Troubleshooting

This page covers the most common errors and how to resolve them.

Environment Issues

“Environment not configured”

Symptom: The environment status bar shows “Not configured” and processing does not start.

Solution:

  1. Click Configure Environment in the status bar.

  2. Follow the Environment Setup Wizard.

  3. Make sure you have created the Conda environment or venv before configuring the plugin.

See Environment Setup for step-by-step instructions.
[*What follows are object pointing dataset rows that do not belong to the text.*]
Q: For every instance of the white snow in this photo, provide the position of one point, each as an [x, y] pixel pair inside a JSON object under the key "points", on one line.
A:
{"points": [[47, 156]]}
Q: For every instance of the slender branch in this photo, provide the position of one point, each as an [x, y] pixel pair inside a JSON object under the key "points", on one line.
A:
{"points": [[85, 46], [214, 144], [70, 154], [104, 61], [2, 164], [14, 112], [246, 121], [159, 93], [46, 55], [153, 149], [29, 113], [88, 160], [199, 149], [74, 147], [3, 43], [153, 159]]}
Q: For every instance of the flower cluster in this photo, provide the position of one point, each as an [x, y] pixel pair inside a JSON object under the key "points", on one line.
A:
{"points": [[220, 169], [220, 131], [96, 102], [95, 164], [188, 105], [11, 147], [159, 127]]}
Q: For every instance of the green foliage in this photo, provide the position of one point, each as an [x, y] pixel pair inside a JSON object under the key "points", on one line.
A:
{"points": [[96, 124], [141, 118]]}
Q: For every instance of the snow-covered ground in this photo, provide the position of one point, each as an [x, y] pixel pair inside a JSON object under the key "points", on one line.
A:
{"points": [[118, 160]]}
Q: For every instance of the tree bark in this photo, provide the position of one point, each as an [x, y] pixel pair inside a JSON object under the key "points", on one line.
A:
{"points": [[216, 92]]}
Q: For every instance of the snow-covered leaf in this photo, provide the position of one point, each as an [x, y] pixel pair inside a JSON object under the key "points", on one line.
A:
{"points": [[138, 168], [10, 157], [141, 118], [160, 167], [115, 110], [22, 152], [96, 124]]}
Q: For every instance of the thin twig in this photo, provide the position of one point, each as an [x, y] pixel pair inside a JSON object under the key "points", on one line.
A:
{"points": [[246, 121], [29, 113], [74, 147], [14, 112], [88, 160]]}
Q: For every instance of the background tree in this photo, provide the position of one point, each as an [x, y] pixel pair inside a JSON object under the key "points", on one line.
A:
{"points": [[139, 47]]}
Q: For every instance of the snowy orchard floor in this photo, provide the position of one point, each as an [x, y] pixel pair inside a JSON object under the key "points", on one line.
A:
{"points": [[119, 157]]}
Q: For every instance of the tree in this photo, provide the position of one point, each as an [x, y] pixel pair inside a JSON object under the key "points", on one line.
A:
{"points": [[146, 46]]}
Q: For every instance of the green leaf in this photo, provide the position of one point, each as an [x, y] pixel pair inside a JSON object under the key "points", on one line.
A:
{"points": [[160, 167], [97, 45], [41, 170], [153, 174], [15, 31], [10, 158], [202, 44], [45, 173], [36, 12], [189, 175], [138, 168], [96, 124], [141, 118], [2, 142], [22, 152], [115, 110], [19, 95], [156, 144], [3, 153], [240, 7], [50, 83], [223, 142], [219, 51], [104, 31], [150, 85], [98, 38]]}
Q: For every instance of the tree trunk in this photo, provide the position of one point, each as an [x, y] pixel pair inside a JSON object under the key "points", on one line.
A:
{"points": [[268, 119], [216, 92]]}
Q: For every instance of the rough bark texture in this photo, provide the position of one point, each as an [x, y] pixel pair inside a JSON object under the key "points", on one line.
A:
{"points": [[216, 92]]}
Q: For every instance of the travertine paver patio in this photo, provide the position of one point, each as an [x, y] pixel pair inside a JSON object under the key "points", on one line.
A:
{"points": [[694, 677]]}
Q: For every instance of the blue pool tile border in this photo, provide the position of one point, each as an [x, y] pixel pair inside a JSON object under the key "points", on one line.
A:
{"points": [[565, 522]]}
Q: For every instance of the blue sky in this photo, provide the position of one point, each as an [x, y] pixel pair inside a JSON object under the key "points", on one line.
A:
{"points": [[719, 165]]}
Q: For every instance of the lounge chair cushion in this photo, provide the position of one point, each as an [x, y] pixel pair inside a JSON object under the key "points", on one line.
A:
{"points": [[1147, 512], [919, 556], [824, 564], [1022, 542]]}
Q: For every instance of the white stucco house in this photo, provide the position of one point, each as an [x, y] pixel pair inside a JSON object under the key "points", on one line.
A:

“Python executable not found”

Symptom: The wizard reports it cannot find the Python executable.

Solutions:

  • Conda: Make sure the environment name is correct and matches what you created with conda create -n <name>. The wizard searches standard Conda installation paths. If your Conda is installed in a non-standard location, use the Browse button to locate python.exe (Windows) or python (Linux/macOS) manually.

  • venv: Check that the path in the wizard points to the root of the virtual environment folder (the folder that contains Scripts/ on Windows or bin/ on Linux/macOS).

  • System Python: Check that the path points directly to the python or python3 executable.

“torch not found” during verification

Symptom: Verification shows torch: NOT FOUND.

Solution: Activate the environment and install PyTorch:

# Conda
conda activate semanticseg4eo
pip install torch torchvision --index-url https://download.pytorch.org/whl/cpu

# venv
source ~/semanticseg4eo_env/bin/activate  # Linux/macOS
# or
C:\semanticseg4eo_env\Scripts\activate     # Windows
pip install torch torchvision --index-url https://download.pytorch.org/whl/cpu

Then re-run Verify Environment in the wizard.

“segmentation_models_pytorch not found”

Symptom: Verification shows SMP not found. Architectures like unet, deeplabv3+, etc. are unavailable.

Solution:

conda activate semanticseg4eo
pip install segmentation-models-pytorch

“transformers / timm not found”

Symptom: SegFormer, HRNet, or SwinUNet throw import errors.

Solution:

conda activate semanticseg4eo
pip install transformers timm

Patch Extraction Issues

“No matching pairs found” (batch mode)

Symptom: Batch extraction reports No matching pairs found and exits.

Solutions:

  • Check that your files follow the expected naming convention: Image_1.tif, Label_1.tif, Image_2.tif, Label_2.tif, …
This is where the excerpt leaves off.